When the surface of the quantum dot is missing Z-type ligands, a defect is created that reduces the dot’s efficiency and, in some cases, prevents it from emitting light. The researchers then experimented with replacing the missing Z-type ligand with combinations of other non-native Z-type ligands based on metals, such as cadmium, zinc and lead, to test their ability to fix the defect.
“Just because we can put a Z-type ligand back on the surface of the quantum dot doesn’t mean it fixes all of our problems,” said Kelm. “Even if we have a perfectly symmetrical quantum dot that is nominally defect-free, it still might not have the electronic properties that we desire. What we did provides design principles for how one might go about fixing quantum dots that have defects so that their optical and electronic properties are optimized for a TV or solar cell.”
Jillian Dempsey, co-author of the paper and Bowman and Gordon Gray Distinguished Term Professor, said their work takes an experimental approach toward understanding the differences between chemical passivation, which makes the ligands stick to the surface of the quantum dot, and electronic passivation, which makes the quantum dot light up again.

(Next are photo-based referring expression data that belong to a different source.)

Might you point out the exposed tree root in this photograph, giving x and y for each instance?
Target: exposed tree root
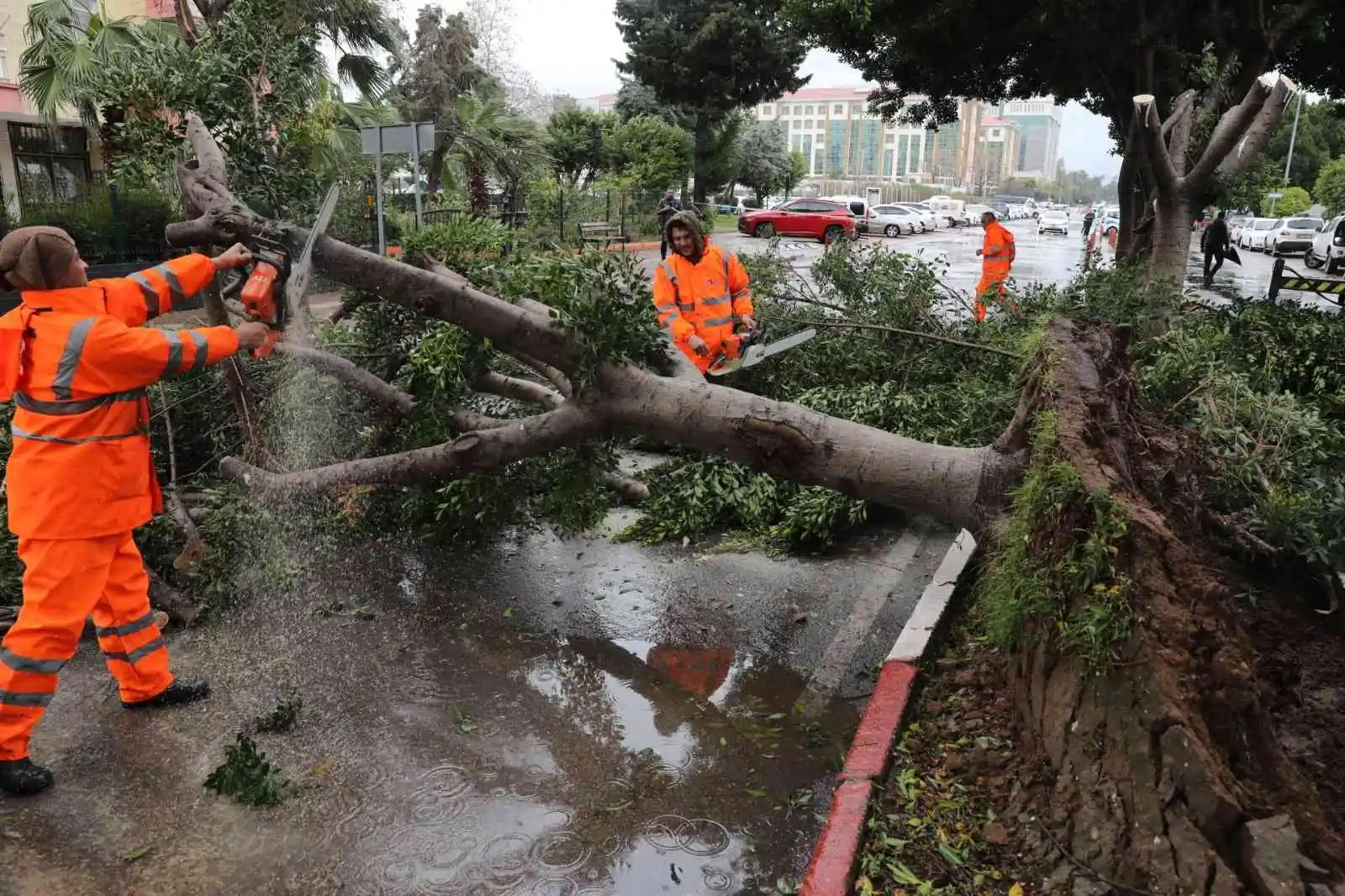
(1156, 767)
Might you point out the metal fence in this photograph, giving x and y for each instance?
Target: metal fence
(111, 226)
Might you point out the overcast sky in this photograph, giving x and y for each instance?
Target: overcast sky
(569, 46)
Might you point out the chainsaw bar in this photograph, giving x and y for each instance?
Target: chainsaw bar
(302, 273)
(755, 354)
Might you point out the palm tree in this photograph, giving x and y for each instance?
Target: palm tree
(488, 138)
(67, 47)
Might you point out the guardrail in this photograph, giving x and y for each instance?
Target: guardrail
(1333, 289)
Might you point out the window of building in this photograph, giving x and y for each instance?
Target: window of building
(53, 165)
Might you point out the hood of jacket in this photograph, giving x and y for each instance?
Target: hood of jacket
(692, 222)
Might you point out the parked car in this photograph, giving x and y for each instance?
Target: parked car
(1053, 221)
(1328, 248)
(1254, 235)
(814, 219)
(928, 221)
(1295, 235)
(894, 221)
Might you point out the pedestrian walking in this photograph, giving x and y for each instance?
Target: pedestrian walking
(1214, 244)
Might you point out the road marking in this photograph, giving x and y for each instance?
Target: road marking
(841, 653)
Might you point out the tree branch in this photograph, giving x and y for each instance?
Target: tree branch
(630, 490)
(1231, 128)
(353, 374)
(474, 451)
(518, 389)
(1263, 127)
(560, 381)
(1152, 139)
(916, 334)
(1177, 129)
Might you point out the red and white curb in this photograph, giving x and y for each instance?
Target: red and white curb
(831, 869)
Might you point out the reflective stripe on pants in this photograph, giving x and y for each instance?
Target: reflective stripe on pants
(64, 582)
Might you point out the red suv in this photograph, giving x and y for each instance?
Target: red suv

She added that the study is the first to reveal how Z-type ligands behave when interacting with semiconductor quantum dots, thanks to combining techniques called nuclear magnetic resonance spectroscopy with photoluminescence spectroscopy. Even though all Z-type ligands attach to the surface of cadmium selenide quantum dots, only cadmium-based ligands cause a significant increase in the light emission’s brightness. This suggests that while zinc and lead Z-type ligands can help cover up imperfections on the surface of cadmium selenide quantum dots, they don’t fully get rid of certain defects that can affect how well they emit light.
“While both chemical and electronic passivation can lead to improved performance of semiconductor quantum dots, they operate through different mechanisms and address different aspects of the material’s properties,” said Dempsey, who is also deputy director of the Center for Hybrid Approaches in Solar Energy to Liquid Fuels. “Controlling the surface chemistry is imperative to achieving defect-free surfaces of quantum dots, but the impact of chemical surface-passivation by a variety of metals on quantum dots’ electronic properties has been poorly studied and the relationship between chemical and electronic passivation is not established.”
Kelm said the ultimate goal of their research is to create a near-perfect material that could be used in solar cells, solid-state lighting and TV and computer displays.
“As researchers begin to integrate quantum dots into next-generation devices,” she said, “our work will inform the relevant surface modification procedures necessary for electronically robust and highly luminescent quantum dots.”